In a very simplified way yes, if you were printing just 6x4 prints youwould probably not encounter these issues but once you go bigger it will be noticable.

The Nikon D40x would be a good camera to go for, around £300 mark with a kit lens. Or if you want a compact the the Lumix range is very good.

But my advice is either get a nice pocket size camera or a DSLR, not a bridge camera as you are getting a camera that has the disadvantages of a DSLR (weight, size) but none iof the advantages (image quality).


----------



## Dingo2002 (Apr 4, 2007)

Noise in a camera image is actually produced by the sensor. The higher ISO (speed) you use the more likely you are to encounter "noise" which is in simple terms, the individual pixels in the sensor heating up. The noise appears as fuzzyness in the image. Software such as photoshop and other free applications like the-gimp and paint.net can lesson the effect of noise.

Fuzzyness experienced when zooming in is due to the quality of the lens glass and focal systems, fuzzyness experienced when printing out large images will be down to the quality of your cameras sensor and in part but not completly its megapixel count.

The finepix S9600 is actually not a bad camera and is used in the field by some professionals due to its portableness and ease of use. It will struggle in some situations to match a DSLR for image quality but for normal point and shoot situations it will be more than adequate. You can get a budget DSLR for similar money but factor in a large lens (the fuji has 28-300mm) and it'll start to get expensive.

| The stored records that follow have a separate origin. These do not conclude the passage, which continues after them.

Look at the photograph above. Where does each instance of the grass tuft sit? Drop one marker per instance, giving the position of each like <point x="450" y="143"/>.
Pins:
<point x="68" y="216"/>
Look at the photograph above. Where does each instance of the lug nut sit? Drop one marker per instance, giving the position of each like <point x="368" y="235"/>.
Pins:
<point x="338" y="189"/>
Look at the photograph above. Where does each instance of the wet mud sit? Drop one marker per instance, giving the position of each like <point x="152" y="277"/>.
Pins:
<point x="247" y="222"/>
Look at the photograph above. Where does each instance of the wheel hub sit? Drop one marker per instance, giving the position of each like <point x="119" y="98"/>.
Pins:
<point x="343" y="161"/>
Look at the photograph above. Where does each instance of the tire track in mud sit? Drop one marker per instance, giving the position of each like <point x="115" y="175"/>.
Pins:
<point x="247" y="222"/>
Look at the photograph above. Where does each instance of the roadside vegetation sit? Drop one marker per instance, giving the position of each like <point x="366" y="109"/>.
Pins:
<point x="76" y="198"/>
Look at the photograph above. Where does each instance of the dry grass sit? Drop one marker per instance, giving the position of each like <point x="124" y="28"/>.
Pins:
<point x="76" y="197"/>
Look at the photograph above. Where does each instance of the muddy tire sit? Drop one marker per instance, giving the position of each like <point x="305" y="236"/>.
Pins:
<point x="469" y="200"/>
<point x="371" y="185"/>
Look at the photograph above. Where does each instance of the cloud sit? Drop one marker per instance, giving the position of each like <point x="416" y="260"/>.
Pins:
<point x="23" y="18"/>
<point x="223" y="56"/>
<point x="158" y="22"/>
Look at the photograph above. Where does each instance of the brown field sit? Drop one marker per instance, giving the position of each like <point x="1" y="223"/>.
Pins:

visit my site BTW http://www.dh-photography.co.uk


----------



## -ROM- (Feb 23, 2007)

Dingo2002 said:


> Noise in a camera image is actually produced by the sensor. The higher ISO (speed) you use the more likely you are to encounter "noise" which is in simple terms, the individual pixels in the sensor heating up. The noise appears as fuzzyness in the image. Software such as photoshop and other free applications like the-gimp and paint.net can lesson the effect of noise.
> 
> Fuzzyness experienced when zooming in is due to the quality of the lens glass and focal systems, fuzzyness experienced when printing out large images will be down to the quality of your cameras sensor and in part but not completly its megapixel count.
> 
> ...


The other thing that a S9600 will suffer greatly with compared to a DSLR is CA (Chromatic Aberation), purple fringing due to how close the photosites are together and how shallow they are.


----------



## Dingo2002 (Apr 4, 2007)

rmorgan84 said:


> The other thing that a S9600 will suffer greatly with compared to a DSLR is CA (Chromatic Aberation), purple fringing due to how close the photosites are together and how shallow they are.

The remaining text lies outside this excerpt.